See, back when we humans were hunter-gatherers, we only ate as the food was available, and it could be a week before the next catch came around. Naturally, our bodies adapted to storing energy in the form of fat, as we never knew when the next meal would be. Taking it back to the present day, we have yet to adapt to resources not being scarce, and that's the core idea of intermittent fasting. 

And this is not just empty words. The Obesity Reviews journal published a study proving that intermittent fasting is more effective for weight loss than restricting calories (who knew?!). Besides, fasting provides additional health benefits:

  • Reduced insulin levels that aid fat burning, and even go as far as preventing type 2 diabetes, Dr. Adrienne R.Barnosky found;
  • According to the American Society for Clinical Investigation, fasting increases growth hormone numbers that speed up metabolism (and make you lose weight even faster!)
  • Not to mention that you're essentially cutting out a meal a day, thus efficiently decreasing the number of daily calories. 

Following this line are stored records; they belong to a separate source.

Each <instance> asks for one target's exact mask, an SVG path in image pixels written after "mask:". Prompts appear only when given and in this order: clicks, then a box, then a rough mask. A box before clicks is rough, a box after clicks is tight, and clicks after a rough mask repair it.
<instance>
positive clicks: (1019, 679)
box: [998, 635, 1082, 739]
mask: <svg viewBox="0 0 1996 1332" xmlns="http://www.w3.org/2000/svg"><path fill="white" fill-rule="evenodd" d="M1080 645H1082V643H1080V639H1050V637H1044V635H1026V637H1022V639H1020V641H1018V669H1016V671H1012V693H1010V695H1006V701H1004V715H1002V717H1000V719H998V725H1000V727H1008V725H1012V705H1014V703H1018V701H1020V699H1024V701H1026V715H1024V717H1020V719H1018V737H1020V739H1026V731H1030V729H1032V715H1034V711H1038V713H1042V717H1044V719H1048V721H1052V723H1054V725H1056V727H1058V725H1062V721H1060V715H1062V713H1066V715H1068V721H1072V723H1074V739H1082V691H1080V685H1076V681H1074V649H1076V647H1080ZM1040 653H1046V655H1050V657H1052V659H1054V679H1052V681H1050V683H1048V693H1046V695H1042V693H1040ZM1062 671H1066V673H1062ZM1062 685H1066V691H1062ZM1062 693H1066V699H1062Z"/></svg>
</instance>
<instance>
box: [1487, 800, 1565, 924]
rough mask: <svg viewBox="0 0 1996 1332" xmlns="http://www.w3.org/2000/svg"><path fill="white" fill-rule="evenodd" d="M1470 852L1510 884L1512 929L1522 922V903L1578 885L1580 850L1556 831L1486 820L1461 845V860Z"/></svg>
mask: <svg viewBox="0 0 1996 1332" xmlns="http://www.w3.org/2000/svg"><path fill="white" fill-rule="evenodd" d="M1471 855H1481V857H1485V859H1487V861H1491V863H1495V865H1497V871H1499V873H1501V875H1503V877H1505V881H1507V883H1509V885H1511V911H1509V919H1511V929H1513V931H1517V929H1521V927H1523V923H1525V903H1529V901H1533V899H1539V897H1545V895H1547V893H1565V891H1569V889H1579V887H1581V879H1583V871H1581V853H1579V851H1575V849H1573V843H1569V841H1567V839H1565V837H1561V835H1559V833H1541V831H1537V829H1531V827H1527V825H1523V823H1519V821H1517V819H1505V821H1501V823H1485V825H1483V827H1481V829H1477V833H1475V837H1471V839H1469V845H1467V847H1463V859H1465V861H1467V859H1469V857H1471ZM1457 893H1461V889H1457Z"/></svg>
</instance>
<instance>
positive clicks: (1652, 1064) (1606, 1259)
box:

Now, how would you go about fasting? There are a few ways:

  • 16/8. This is by far the most popular method, as, I think, it's the easiest to maintain, and it includes fasting for 16 hours out of the day and eating the other 8. I found that eating from noon to 8 pm works best for me, as I don't get hungry the minute I wake up, but you can pick any 8-hour window. 
  • 5/2. This technique includes eating as you usually would for five days, and restricting to 500 calories for two days. The days should be apart, a Tuesday and a Friday, for example.
  • The Eat-stop-eat approach implies fasting for 24 hours. For instance, eat dinner, and fast until dinner the next day.

Intermittent fasting is honestly one of the best discoveries I made on my weight-loss journey, and my favorite thing about it is that I can still have all the foods I love. Try the methods mentioned above, and see which one works best for you!